The term ‘jam’ has brought me out in goose-pimples ever since a mammoth 20-minute-long middle-eight during a Black Crowes gig, during which I had time to go to the loo, buy a pint AND refind my mates in the crowd. Jamglue (sadly) has nothing to do with the Crowes. Instead, it’s about uploading your tracks, and then letting other members of the community remix them, while you remix theirs.

The big appeal is the user-friendliness of the remixing tool, and the way you can then easily share or embed the resulting aural catastrophe top choon however you want. Creativity is as much a part of Music 2.0 as consuming and community – something Jamglue and its rivals are a testament too.

6. LAST.FM (www.last.fm)

Like MySpace, Last.fm is one of the well-known Music 2.0 services – most people reading this post will know that you can use it to create personalised radio streams based on the artists and songs that you already like. And that’s cool. But there are two other reasons why I think Last.fm will make a lasting impact.

First, there’s the social networking that’s sprung up around the radio aspect. Being able to see what friends have been listening to, and even dip into their streams, is fab. Second, Last.fm has momentum with the record labels, having recently signed deals with Warner Music Group and EMI.

m20-hoooka.jpg7. HOOOKA (www.hoooka.com)

Hoooka isn’t a site, it’s an online music store widget, which is the work of Indie911. It lets bands create their own digital store to sell songs and videos on their social network profile, blog or website, and take 80% of the revenues. It can be customised to the nth degree, and can even include a live chat feature if they want.

Unsigned bands have been able to promote their music online for a while now, but actually selling it has been harder. Widgets like Hoooka won’t replace the labels, of course – they’re more likely to become an important way for bands to get signed, as they’ll be able to prove they’ve got commercial potential. The cloud on the horizon is spats like the one with MySpace (see above).

8. RUCKUS (www.ruckusnetwork.com)

Over in the US, music industry body the RIAA has been trying to stop students from file-sharing by sending them scary legal letters.
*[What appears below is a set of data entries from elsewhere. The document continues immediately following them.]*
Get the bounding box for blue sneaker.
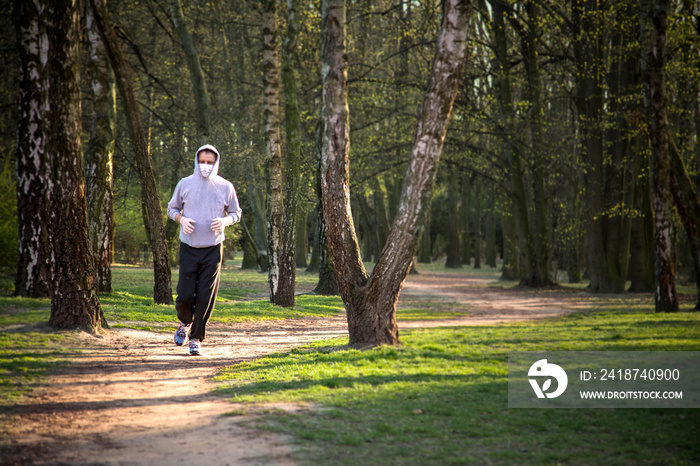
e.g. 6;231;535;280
190;338;202;356
174;322;190;346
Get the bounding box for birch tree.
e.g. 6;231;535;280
263;0;286;306
321;0;469;346
168;0;211;146
85;3;117;293
90;0;173;304
649;0;678;312
13;0;51;298
39;1;102;332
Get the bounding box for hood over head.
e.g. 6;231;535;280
194;144;221;178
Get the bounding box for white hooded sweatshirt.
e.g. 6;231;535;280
168;144;241;248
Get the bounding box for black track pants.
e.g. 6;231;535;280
175;243;223;340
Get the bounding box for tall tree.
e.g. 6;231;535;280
262;0;286;306
273;0;301;307
85;2;117;293
90;0;173;304
649;0;678;312
39;1;102;332
13;0;51;298
322;0;469;346
168;0;211;145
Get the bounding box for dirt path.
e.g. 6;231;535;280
0;273;578;466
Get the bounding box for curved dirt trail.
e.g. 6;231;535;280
0;273;577;466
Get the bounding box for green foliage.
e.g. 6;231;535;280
218;310;700;465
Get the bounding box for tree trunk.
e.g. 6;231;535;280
445;168;462;269
669;137;700;310
272;0;306;307
473;181;483;269
314;115;339;296
43;1;102;333
629;170;654;293
492;0;536;285
418;209;432;264
262;0;286;306
500;199;520;281
322;0;469;346
485;196;498;268
168;0;211;146
85;3;117;293
459;174;473;266
90;0;173;304
523;1;552;286
13;0;52;298
294;203;309;268
370;176;389;251
246;165;270;273
649;0;678;312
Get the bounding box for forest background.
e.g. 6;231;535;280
0;0;700;320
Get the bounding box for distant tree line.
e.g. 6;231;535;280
0;0;700;343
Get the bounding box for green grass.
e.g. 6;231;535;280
0;264;700;465
0;298;77;406
218;310;700;465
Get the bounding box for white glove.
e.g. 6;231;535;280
211;215;233;234
180;216;196;235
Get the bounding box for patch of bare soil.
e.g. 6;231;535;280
0;273;577;465
399;273;588;328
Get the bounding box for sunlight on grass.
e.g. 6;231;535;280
217;311;700;465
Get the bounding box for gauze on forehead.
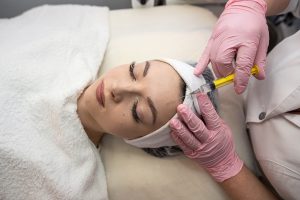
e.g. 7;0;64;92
125;59;205;148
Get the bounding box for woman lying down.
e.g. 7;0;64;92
77;59;215;157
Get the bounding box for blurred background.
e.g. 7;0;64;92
0;0;300;51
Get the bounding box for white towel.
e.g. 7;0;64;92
0;5;109;199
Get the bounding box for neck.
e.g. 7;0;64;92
77;92;103;146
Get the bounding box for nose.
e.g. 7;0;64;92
111;82;144;103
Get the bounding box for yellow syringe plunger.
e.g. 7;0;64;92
213;65;258;88
191;65;259;94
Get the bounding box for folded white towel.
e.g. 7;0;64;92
0;5;109;199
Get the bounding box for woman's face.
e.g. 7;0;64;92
82;61;182;139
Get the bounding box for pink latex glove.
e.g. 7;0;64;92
170;94;243;182
194;0;269;94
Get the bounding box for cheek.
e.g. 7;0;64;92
101;112;134;138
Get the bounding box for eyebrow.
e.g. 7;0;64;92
143;61;150;77
147;97;157;124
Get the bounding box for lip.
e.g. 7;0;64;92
96;80;105;107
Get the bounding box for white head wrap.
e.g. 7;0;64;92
125;59;206;148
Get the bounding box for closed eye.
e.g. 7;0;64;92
131;99;141;123
129;62;136;81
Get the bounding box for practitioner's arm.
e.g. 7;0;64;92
220;165;276;200
265;0;290;16
194;0;289;94
170;94;275;200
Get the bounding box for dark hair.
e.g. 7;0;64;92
142;65;218;158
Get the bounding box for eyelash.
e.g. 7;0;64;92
129;62;136;81
131;99;141;123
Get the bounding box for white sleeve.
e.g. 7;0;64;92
282;0;300;18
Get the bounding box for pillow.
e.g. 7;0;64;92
100;5;256;200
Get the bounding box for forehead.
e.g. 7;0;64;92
144;60;184;126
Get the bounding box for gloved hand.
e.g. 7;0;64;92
170;94;243;182
194;0;269;94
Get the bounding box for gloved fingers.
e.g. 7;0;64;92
170;130;193;155
170;119;201;152
177;104;209;144
234;41;258;94
194;38;213;76
197;93;222;130
254;25;269;80
211;42;236;78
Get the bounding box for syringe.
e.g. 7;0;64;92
190;65;258;95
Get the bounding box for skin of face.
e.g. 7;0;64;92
77;60;182;143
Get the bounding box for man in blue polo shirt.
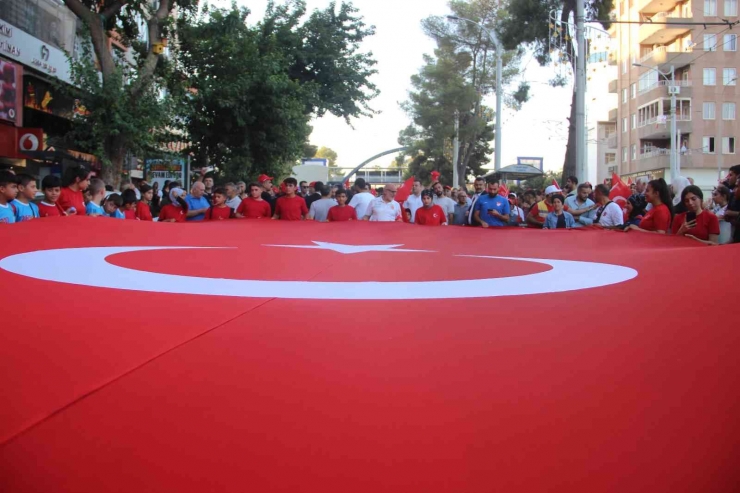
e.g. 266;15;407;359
475;174;511;228
185;181;211;221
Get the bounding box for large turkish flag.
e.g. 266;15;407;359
0;217;740;493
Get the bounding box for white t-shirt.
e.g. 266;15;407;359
597;202;624;228
349;192;375;219
432;195;455;218
368;197;401;222
403;194;424;222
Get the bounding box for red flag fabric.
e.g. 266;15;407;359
0;217;740;493
609;173;632;206
396;176;416;205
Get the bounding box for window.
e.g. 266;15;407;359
722;137;735;154
725;0;737;17
704;0;717;17
704;68;717;86
704;34;717;51
722;103;735;120
724;34;737;51
722;68;737;86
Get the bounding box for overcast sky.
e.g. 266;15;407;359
225;0;571;173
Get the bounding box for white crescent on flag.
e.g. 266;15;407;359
0;242;637;300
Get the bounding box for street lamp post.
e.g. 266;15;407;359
632;63;678;179
447;15;503;171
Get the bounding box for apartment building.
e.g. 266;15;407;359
608;0;740;189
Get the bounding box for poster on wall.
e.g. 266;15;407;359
0;58;23;127
144;157;185;190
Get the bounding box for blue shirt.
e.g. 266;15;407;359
0;204;15;224
475;193;511;226
185;194;211;221
10;199;39;223
85;202;105;216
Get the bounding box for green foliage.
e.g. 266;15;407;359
179;1;377;178
314;146;337;168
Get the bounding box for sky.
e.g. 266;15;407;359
225;0;571;170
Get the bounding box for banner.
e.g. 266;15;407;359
0;220;740;493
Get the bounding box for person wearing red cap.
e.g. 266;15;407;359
272;177;308;221
414;190;447;226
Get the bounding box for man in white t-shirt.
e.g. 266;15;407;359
432;181;455;224
349;178;375;218
403;178;424;223
357;184;402;222
594;184;624;229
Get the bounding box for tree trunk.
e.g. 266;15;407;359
560;90;576;184
102;135;126;190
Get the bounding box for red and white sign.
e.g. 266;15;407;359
0;220;740;493
0;125;44;159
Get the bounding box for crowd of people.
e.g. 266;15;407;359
0;165;740;245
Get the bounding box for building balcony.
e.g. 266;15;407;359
640;46;696;72
635;149;693;172
637;12;692;45
637;0;678;14
637;80;691;97
637;113;692;140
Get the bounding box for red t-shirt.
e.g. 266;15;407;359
275;195;308;221
159;204;187;223
672;211;719;240
57;187;85;216
203;206;231;221
236;197;272;219
326;205;357;222
640;204;671;231
414;204;447;226
38;202;66;217
136;202;152;221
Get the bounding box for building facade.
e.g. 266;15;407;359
608;0;740;190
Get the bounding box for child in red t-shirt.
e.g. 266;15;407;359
414;190;447;226
136;183;154;221
121;188;138;220
39;175;67;217
159;188;188;223
203;188;234;221
236;183;272;219
272;177;308;221
326;188;357;222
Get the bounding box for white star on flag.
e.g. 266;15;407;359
263;241;434;254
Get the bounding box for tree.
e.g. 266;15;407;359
64;0;195;186
314;146;337;168
179;1;377;178
399;0;528;186
499;0;614;181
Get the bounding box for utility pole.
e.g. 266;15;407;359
452;110;460;188
576;0;588;183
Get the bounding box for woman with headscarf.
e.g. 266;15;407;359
671;175;691;214
159;188;188;223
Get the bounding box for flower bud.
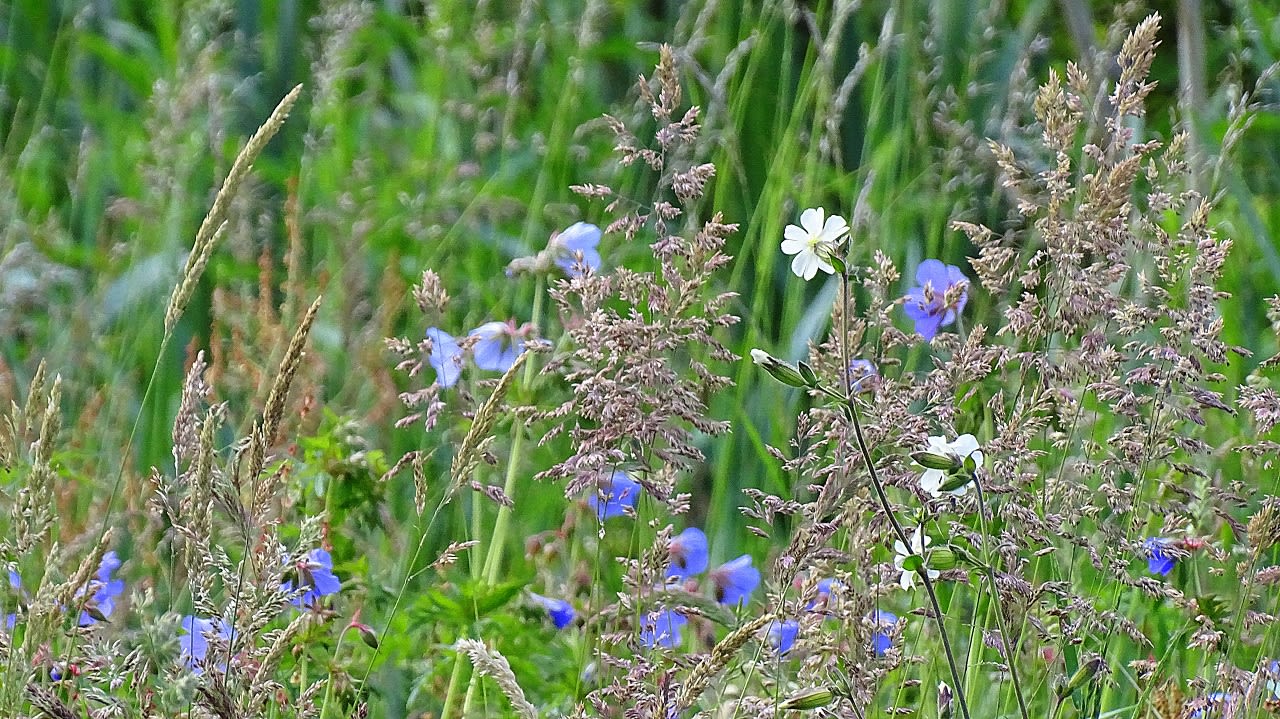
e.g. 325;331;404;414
751;348;809;386
929;545;956;569
351;622;378;649
938;470;973;491
911;452;960;472
938;682;951;719
780;687;836;711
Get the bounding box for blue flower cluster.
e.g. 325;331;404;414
4;550;124;629
902;260;969;342
426;223;600;388
586;471;640;522
764;578;899;656
280;549;342;609
426;320;532;386
178;548;342;674
530;519;760;649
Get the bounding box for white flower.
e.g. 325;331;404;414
782;207;849;280
920;435;983;496
893;527;942;590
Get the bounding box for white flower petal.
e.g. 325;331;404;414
920;470;946;496
782;238;809;255
822;215;849;242
800;207;827;234
951;435;979;457
791;251;818;280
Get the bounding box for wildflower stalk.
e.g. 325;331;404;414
314;619;345;719
483;274;547;585
834;270;972;719
440;639;467;719
973;473;1030;719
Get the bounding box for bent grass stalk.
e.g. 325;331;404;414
818;269;970;719
49;84;302;701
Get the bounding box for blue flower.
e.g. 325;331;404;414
77;550;124;627
529;592;577;629
470;322;525;372
1142;537;1176;577
178;614;236;674
902;260;969;342
849;360;879;394
550;223;600;276
1187;692;1240;719
426;328;462;386
4;569;22;631
710;554;760;605
804;578;845;612
640;609;689;649
282;549;342;609
765;619;800;654
667;527;707;580
586;472;640;522
872;609;897;656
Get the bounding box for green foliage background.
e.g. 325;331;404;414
0;0;1280;711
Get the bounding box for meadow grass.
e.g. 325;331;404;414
0;0;1280;719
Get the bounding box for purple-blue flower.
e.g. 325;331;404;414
586;472;640;522
4;569;22;631
902;260;969;342
640;609;689;649
426;328;462;386
849;360;879;394
529;592;577;629
77;550;124;627
804;578;845;612
470;321;525;372
283;549;342;609
710;554;760;605
1142;537;1176;577
552;223;600;276
872;609;897;656
765;619;800;654
178;614;234;674
667;527;707;580
1187;692;1240;719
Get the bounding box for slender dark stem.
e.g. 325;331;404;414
973;475;1030;719
845;402;969;719
823;270;972;719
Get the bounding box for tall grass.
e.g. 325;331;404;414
0;0;1280;716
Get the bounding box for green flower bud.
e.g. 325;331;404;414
911;452;960;472
938;470;973;491
796;362;818;386
929;545;956;569
751;349;809;386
A more constructive way to wean them onto legal downloading is offered by Ruckus, which offers more than 2.5 million tracks free, with revenues coming from advertising.

In February, Ruckus announced that since moving to the free ad-funded model, its subscriber base had increased by more than 14 times. The company has signed licensing deals with major and indie labels alike, and the only downside is that it’s US-only for now. Bring it over here, quick! And, er, let those of us whose university days are way behind us use it too…

m20-foxytunes.jpg9. FOXYTUNES (www.foxytunes.com)

Two services in one, here. The original FoxyTunes is a browser plug-in that checks what music you’re listening to in your media player, and lets you find lyrics, videos, biographies and other content via a right-click. Simple, but useful.

However, FoxyTunes Planet is even cooler. It’s a musical search engine. Type in a band, and it brings up a page of links to YouTube videos, similar Last.fm artists, Flickr photos, LyricWiki lyrics and albums to buy on Amazon. However, you can then add and remove these widgets, subbing in iTunes links, blog posts on Hype Machine, and other download store links. Fab.

10. MYSTRANDS (www.mystrands.com)

MyStrands is another social recommendation service, riffing off your iTunes library to find other stuff it thinks you might like. It also ties in social networking features, so you can find recommendations via friends or likeminded music fans, as well as posting blog entries and messaging other people.

That’s all cool, but similar to Last.fm and Pandora. What makes MyStrands really interesting, though, is its mobile aspects. There are Windows Mobile and Symbian applications available, which bring all these features to your phone. Okay, so you really need an unlimited data tariff to make use of it, but with phones increasingly seen as music-playing devices in their own right, MyStrands is ahead of the curve.